Payam Ahmadi, Zac Brodney, Bennett Crane and William Piekarsky came in together as freshman, and in their four years at IU they’ve grown as individuals, as a team and as something more.
“It's a brotherhood, it really is,” Ahmadi said.
Like a brotherhood, the relationship has been forged through shared spaces and experiences. It's made moments that go beyond game days and practices and that extend off the court.
The four have lived together for three of their four years at IU. They joined IU together in fall 2016 and are one of the few recruiting classes to remain intact as seniors, a fact that is not lost on them.
Piekarsky said he spoke to his four seniors recently and they believe the 2016 recruiting class is the only one at IU who's remained all four years. It's something he said they take pride in.
“It shows how much we really care about each other and just how tight we are,” Piekarsky said.
They came from across the country, with Brodney from California, Ahmadi from Virginia, Crane from North Carolina and Piekarsky from Bloomington.
For Brodney, those close familial bonds were there almost immediately. As a native of Los Angeles, Brodney traveled the farthest distance to IU and knew from high school friends’ experiences that there was a bit of an adjustment period when going to a school outside of California.
“I kind of bypassed that a little bit by being with such a close-knit group of guys and having them to lean on and just kind of go through the process along with,” Brodney said. “I never felt alone.”

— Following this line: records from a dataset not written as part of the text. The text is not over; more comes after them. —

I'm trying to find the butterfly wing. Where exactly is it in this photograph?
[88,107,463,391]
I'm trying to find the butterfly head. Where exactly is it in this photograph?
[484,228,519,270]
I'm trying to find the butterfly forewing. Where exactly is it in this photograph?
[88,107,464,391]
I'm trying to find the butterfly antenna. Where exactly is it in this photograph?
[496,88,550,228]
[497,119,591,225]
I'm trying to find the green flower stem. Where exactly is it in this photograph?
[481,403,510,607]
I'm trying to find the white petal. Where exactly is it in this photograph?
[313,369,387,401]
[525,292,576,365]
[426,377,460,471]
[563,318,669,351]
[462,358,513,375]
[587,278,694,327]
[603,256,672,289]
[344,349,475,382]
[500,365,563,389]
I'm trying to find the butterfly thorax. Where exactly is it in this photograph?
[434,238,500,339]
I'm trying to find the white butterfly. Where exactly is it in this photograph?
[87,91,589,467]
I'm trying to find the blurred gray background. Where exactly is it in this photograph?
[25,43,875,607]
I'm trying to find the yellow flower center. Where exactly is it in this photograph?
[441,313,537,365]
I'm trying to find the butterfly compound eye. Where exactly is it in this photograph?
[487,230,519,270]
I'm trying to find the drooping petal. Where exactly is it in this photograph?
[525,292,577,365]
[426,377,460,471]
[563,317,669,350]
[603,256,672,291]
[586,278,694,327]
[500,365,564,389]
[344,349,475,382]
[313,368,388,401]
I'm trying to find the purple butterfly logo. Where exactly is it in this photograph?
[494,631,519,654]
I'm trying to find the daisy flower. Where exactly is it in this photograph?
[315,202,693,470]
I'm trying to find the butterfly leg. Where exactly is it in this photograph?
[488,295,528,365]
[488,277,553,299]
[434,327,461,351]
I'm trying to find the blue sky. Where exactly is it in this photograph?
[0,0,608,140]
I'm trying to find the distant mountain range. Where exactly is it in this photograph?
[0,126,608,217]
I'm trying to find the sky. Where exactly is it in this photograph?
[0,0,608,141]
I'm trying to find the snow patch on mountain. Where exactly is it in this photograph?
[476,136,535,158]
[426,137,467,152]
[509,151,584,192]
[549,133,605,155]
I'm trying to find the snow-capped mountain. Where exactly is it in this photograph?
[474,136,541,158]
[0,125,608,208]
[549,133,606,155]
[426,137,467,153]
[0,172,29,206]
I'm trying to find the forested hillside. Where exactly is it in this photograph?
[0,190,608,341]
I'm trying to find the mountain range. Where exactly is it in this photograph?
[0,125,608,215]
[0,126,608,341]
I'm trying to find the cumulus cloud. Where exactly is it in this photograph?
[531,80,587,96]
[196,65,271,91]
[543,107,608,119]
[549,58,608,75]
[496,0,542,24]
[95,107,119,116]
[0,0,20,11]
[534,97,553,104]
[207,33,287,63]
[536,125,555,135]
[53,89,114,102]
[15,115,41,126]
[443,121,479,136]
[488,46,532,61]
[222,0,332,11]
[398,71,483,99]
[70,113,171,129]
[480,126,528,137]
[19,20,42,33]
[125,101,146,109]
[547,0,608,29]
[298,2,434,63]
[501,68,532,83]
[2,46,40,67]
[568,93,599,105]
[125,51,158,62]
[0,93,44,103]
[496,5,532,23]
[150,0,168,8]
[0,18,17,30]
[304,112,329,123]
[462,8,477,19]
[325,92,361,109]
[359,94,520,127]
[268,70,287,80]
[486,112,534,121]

As freshman, they were the start of a new era in IU men’s tennis. Ahmadi, Brodney, Crane and Piekarsky were the first recruits for IU head coach Jeremy Wurtzman, who was hired in December 2014.
“Putting all those guys together I think brings a lot of memories,” Wurtzman said. “Their recruiting trips, all their junior tennis matches that we watched them play and then all of their college matches that we've seen them play. And it's now coming to an end. It’s really like they're one of my own.”
Moving into a leadership role can take some getting used to, especially in a sport that is mostly seen as individual. But the four senior Hoosiers lean on each other when needed.
“It's weird to think that you've got people looking up to you," Ahmadi said. "You know, you're still trying to figure yourself out. I think the beauty of it is because we have each other, we can lean on each other at different times.”
Just because they had been together since they were freshman didn’t mean the transition to leading was easily laid out this year. Wurtzman said it was tricky at the start of the season having four seniors who had all waited their turn to be a leader.
It is their different personalities that have allowed them to help each other adjust to the new role, and provide the team with a variety of leadership styles.
Piekarsky describes himself as the “rah-rah guy,” while Ahmadi and Crane are more approachable when it comes to personal things, and Brodney takes the reins during practice and gameday.
“We can work together to create this culture that we've been building for the past four years and to kind of see it all come to fruition now,” Brodney said. “Hopefully it's already starting to turn around on the court as well, and this is going to be our best season tennis wise, as well as culture and team bonding.”